One of the many ironies of the Trump campaign is the way that it has seriously underlined so many of the journalistic conventions that made it possible.
The laugh barrier is the strong taboo that most in the mainstream media have against reacting naturally to absurd statements. Conservatives in particular have become quite adept at using this to defuse potentially embarrassing issues. For example, the assertion that George W. Bush's war record compares favorably to that of John Kerry was laughable, but the people making this argument were reasonably confident that few if any of the interviewers would actually laugh.
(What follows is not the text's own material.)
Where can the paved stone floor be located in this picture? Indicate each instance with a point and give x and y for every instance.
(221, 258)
The objective of this tactic is generally not to convince but rather to shove the topic of into an opinions–differ limbo and move on to more favorable territory.
The laugh barrier is deeply entrenched in our journalistic culture and can withstand remarkable amounts of force, but it does have its limits.
From TPM's Allegra Kirkland:
CNN analyst Bakari Sellers launched into a summary of Trump’s past treatment of black Americans, citing the housing discrimination lawsuits his family was forced to settle for refusing to rent to black tenants and the full-page New York Times Trump took out calling for the wrongfully incarcerated Central Park Five to be executed.
“Donald Trump had nothing do with that!” [Gina] Loudon said.
“Wait, wait wait,” host Don Lemon cut in. “You said Donald Trump had nothing do for taking out ads on the Central Park Five?”
“Donald Trump himself,” she answered. “It was not Donald Trump himself.”
Lemon later showed Loudon a photograph of the ad, which bore Trump’s signature.
Things really dissolved when Sellers asked Loudon to name senior black staffers advising Trump’s campaign.
“You named Katrina Pierson. I bet you can’t name two,” he challenged.
“I could go on all day,” Loudon replied. “Omorosa. I mean I could go on all day. I’m not going to play into your little tester—”
Lemon and the rest of the four-person panel burst into laughter, and apparently some CNN staffers did as well.
“Stop. Stop it y’all. People in the studio are even laughing,” Lemon said.